First wheat arrives at GrainCo

Winter barley harvest in the North East of England is about 90% complete, but very little oilseed rape and wheat has yet been cut.

However, that doesn’t make harvest particularly late, according to Gary Bright, managing director at GrainCo.

“We don’t normally get wheat coming in until the last week in August,” he said. “So far, we’ve had two loads of wheat in – and a lot of crops are about four days off.”

Early drilled wheat looked quite reasonable, but later crops were thinner, with a number of bare patches. “I think yields should still be better than last year.”

However, farmers had a lot more spring crops in the ground following the difficult autumn drilling period, said Mr Bright.

“There are a lot of spring oats, barley and beans, which should do as well as they ever do.”

Many growers had sold their spring crops forward on contract earlier in the year, and had therefore locked into some decent prices, he added.

“Perversely, we are buying very little winter crop – but have oats and spring barley on contract at £200-£210/t.”

Winter barley quality had been excellent, with bushel weights at 68-72kg/hl. “It’s a complete reversal from last year.”

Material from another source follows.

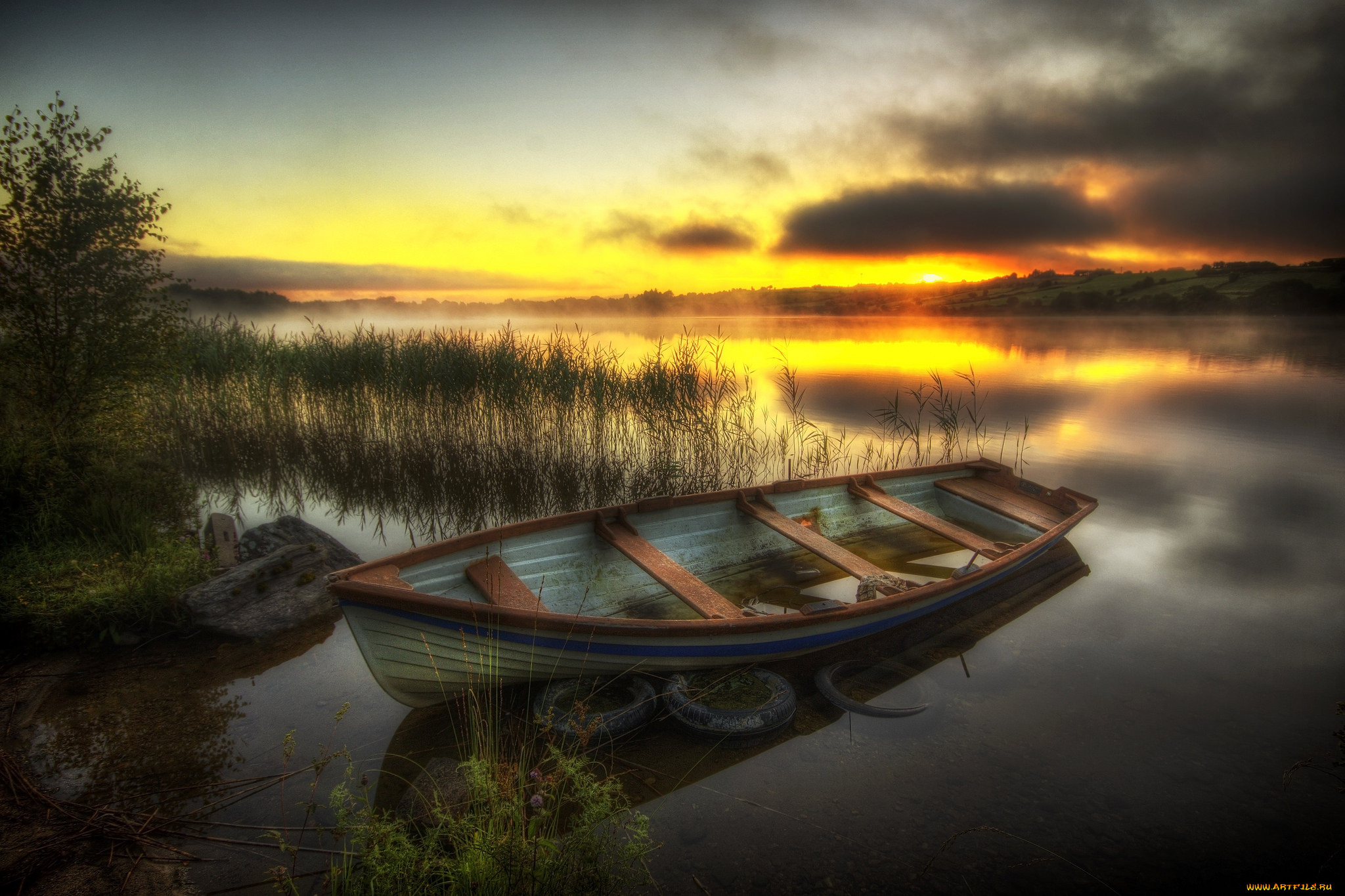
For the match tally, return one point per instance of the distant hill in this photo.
(1220, 288)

But yields were more variable, with well-established crops yielding 7.4-10t/ha and poorer crops just 2.5-5t/ha. “Most farmers reckon they will only average 6.4-6.7t/ha.”

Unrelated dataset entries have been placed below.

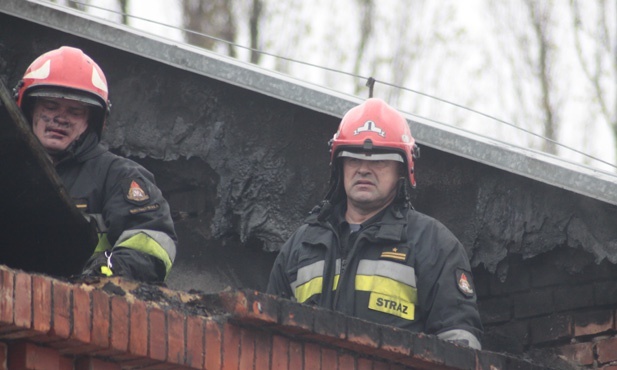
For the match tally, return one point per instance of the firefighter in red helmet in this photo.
(64, 95)
(366, 252)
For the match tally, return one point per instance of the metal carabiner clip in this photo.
(108, 256)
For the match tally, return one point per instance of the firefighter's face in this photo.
(58, 122)
(370, 185)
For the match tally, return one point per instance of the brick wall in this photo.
(554, 302)
(113, 324)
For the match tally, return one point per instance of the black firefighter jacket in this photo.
(132, 217)
(402, 268)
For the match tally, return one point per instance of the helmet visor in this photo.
(372, 156)
(50, 92)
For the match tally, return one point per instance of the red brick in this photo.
(591, 323)
(138, 330)
(23, 300)
(312, 356)
(295, 355)
(607, 350)
(101, 316)
(41, 303)
(280, 352)
(365, 364)
(263, 350)
(6, 297)
(247, 348)
(580, 353)
(157, 336)
(346, 361)
(119, 324)
(26, 356)
(175, 337)
(329, 359)
(88, 363)
(213, 345)
(195, 342)
(61, 324)
(82, 316)
(231, 347)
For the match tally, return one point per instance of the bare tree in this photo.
(124, 6)
(210, 21)
(528, 42)
(598, 55)
(366, 29)
(254, 20)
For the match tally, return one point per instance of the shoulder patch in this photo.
(135, 191)
(465, 283)
(81, 204)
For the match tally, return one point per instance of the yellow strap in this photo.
(143, 243)
(106, 271)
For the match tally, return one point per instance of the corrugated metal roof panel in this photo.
(532, 164)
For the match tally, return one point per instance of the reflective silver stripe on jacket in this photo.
(395, 271)
(164, 240)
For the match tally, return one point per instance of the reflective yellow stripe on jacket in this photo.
(309, 280)
(392, 287)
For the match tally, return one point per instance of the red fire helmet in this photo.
(377, 130)
(66, 73)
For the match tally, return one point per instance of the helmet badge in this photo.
(371, 127)
(41, 73)
(97, 81)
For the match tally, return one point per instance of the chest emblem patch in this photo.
(464, 283)
(395, 253)
(136, 193)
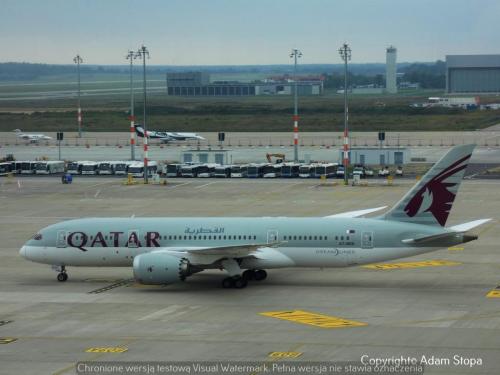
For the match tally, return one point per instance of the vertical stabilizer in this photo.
(430, 200)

Mr Bright had so far received only two loads of oilseed rape into store, but wasn’t expecting much from the crop.

“A lot of it got abandoned, so we’re expecting a tiny oilseed rape harvest. Some remaining crops are thin and full of weeds – although others could yield okay.”

Wheat quality should be reasonable, although the early loads were suffering from low protein levels, he added. “A lot of merchants are getting excited about the size of the crop, but I’d struggle to be persuaded that it’s not a below-average yield.”